Einfache HTTP-Verbindungen können leicht überwacht, verändert oder nachgeahmt werden. Jede unverschlüsselte verschickte HTTP-Anfrage beinhaltet Meta-Informationen und ermöglicht Rückschlüsse auf das Verhalten. Das Mitlauschen und Nachverfolgen von unverschlüsseltem Surfen ist zur Selbstverständlichkeit geworden.

DSGVO: Erwägungsgrund 83, Art. 5.1.f, Art. 25, Art. 32.1
Nach DSGVO Art. 25 ist ein Controller für die Durchsetzung des Datenschutzes bereits in der Entwicklung und in Standardeinstellungen auf dem aktuellen Stand der Technik verantwortlich. Verschlüsselte Verbindungen sind eine etablierte Technologie zum Schutz der Privatsphäre von Website-Besuchern vor Lauschangriffen.

HTTP Strict Transport Security (HSTS) ist ein breit unterstützter Standard zum Schutz der Besucher, der sicherstellt, dass der Browser die Verbindung zu einem Webauftritt immer über HTTPS herstellt. Mit HSTS entfällt die unsichere Notwendigkeit der Weiterleitung eines Besuchers von - zu -URLs.

Eine Content Security Policy (CSP) ist eine zusätzliche Sicherheitsebene, die dazu beiträgt, bestimmte Arten von Angriffen wie Cross-Site-Scripting (XSS) und Data-Injection zu erkennen und zu entschärfen.
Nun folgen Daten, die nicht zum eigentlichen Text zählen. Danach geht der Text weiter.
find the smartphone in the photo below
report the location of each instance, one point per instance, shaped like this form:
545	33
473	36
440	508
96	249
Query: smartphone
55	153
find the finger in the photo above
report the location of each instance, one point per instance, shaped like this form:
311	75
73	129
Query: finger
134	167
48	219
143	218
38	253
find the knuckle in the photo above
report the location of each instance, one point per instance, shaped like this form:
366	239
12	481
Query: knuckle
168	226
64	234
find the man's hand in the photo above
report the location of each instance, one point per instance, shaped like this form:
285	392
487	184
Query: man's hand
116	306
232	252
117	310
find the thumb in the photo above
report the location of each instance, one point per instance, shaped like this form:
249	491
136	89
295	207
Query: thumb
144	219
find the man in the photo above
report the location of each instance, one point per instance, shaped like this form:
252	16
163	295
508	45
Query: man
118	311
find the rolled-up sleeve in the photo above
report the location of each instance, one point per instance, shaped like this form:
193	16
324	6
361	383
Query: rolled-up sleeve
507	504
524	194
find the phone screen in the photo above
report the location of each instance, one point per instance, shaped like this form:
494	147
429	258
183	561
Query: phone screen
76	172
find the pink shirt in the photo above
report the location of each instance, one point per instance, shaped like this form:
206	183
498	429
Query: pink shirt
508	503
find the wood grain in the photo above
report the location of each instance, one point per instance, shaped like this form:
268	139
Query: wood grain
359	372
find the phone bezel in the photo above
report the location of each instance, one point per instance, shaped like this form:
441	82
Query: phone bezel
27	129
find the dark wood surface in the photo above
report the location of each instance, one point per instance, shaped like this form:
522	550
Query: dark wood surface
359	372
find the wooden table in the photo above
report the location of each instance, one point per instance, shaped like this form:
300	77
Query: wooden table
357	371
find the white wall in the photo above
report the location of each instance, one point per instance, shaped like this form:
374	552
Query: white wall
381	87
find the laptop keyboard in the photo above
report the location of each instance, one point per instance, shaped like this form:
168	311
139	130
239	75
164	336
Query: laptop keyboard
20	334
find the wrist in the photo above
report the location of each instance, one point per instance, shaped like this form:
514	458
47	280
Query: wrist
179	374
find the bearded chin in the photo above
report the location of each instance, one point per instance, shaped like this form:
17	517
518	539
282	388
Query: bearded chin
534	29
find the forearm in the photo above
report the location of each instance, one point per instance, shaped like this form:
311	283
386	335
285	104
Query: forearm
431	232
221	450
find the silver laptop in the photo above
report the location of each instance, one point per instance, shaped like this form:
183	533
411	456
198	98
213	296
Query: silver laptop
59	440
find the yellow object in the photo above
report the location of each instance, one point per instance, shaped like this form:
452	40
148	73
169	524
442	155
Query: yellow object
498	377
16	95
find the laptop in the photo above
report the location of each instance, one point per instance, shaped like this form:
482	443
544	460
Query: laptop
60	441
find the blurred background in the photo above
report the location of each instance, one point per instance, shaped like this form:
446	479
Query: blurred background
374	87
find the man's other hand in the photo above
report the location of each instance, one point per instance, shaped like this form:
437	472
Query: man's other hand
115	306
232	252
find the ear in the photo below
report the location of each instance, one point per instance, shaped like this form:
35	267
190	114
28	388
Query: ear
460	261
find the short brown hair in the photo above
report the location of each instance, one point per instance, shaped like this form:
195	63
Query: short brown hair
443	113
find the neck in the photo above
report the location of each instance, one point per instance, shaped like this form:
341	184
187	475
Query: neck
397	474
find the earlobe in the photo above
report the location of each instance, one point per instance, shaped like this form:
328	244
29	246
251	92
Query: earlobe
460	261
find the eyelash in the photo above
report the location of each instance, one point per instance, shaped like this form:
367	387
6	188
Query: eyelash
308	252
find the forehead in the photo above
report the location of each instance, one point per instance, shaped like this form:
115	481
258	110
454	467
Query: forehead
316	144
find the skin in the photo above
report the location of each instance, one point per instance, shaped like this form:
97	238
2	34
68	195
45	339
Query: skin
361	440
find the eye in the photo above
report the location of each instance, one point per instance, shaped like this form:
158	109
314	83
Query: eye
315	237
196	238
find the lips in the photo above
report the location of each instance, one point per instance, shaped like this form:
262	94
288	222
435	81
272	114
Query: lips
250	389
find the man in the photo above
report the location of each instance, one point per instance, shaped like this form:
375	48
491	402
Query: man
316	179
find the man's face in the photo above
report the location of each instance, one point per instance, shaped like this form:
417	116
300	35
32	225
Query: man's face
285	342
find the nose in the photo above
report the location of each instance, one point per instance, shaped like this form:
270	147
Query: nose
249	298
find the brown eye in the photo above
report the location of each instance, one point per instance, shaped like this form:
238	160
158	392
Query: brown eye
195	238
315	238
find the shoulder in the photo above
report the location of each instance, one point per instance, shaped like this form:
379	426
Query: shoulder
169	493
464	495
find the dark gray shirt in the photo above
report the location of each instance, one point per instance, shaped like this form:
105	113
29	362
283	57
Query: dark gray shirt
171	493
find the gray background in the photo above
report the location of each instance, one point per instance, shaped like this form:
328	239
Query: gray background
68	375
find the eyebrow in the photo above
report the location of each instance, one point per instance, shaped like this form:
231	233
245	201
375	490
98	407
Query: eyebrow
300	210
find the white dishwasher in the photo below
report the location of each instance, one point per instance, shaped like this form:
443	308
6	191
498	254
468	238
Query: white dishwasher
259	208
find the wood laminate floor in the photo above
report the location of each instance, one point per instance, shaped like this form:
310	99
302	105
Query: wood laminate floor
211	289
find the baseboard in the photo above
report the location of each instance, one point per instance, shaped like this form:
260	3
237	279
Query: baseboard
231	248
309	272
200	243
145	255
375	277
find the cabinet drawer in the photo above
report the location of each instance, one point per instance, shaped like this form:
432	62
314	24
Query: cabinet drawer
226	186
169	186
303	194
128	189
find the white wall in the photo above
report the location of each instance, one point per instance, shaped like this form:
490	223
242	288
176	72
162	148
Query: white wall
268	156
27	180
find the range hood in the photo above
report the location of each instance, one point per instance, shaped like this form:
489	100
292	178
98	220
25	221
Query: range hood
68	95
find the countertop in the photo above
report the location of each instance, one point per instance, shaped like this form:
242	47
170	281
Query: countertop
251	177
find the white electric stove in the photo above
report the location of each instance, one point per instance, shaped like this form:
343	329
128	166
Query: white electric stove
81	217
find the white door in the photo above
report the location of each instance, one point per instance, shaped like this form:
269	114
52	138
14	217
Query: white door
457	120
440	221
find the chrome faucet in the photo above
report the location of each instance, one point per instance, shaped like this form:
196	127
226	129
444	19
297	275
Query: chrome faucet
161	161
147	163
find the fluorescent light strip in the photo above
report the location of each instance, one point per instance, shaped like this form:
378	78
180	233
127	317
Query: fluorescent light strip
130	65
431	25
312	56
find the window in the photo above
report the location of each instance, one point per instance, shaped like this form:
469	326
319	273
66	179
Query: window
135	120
Diese Angriffe werden für die bösartige Veränderung einer Website über Datendiebstahl bis hin zur Verbreitung von Malware genutzt.

Der Referrer-Header ist ein Albtraum für die Privatsphäre, da er es Websites und Diensten ermöglicht, Sie und Ihre Besucher im gesamten Web zu verfolgen und ihre Surfgewohnheiten (und damit möglicherweise private, sensible Informationen) herauszufinden, insbesondere in Kombination mit Cookies.

Durch die Festlegung einer Referrer-Richtlinie können Websites den Browsern mitteilen, dass sie keine Referrer weitergeben dürfen. Mit der Referrer-Richtlinie können sie eine Richtlinie festlegen, die auf alle angeklickten Links sowie auf alle anderen von der Seite generierten Anfragen (Bilder, JS usw.) angewendet wird.

DSGVO: Erwägungsgrund 83, Art. 5.1.c, Art. 25, Art. 32.2
Das Setzen einer Referrer-Richtlinie ist ein einfacher Weg zur Datenminimierung (Art. 5.1.c) und trägt dazu bei, dass personenbezogene Daten nicht unnötigerweise offengelegt werden (Art. 32.2).

Die Verwendung von Content Delivery Networks (CDNs) zum Hosten von Dateien wie Skripten oder Stilvorlagen kann die Leistung einer Website verbessern und die Bandbreite reduzieren. Die Verwendung von CDNs birgt jedoch auch das Risiko, dass ein Angreifer, der die Kontrolle über ein CDN erlangt, beliebige bösartige Inhalte in Dateien auf dem CDN injizieren (oder die Dateien komplett ersetzen) und somit potenziell alle Websites angreifen kann, die Dateien von diesem CDN abrufen.

Subresource Integrity minimiert das Risko solcher Angriffe. Es stellt sicher, dass Dateien einer Webanwendung, die von CDN oder sonstigen Quellen stammen, auch ohne Manipulationen geladen werden können.

DSGVO: Erwägungsgrund 83, Art. 5.1.f, Art. 25, Art. 32.2
Dies ist eine einfache Maßnahme gegen unbefugte Offenlegung oder Zugriff auf personenbezogene Daten, welche übertragen, gespeichert oder anderweitig verarbeitet werden könnten.

DSGVO: Art. 5.1.c, Art. 5.1.f, Art. 25, Art. 32.1-2.
Diese Header helfen dabei, das Risiko eines Datenmissbrauchs zu minimieren.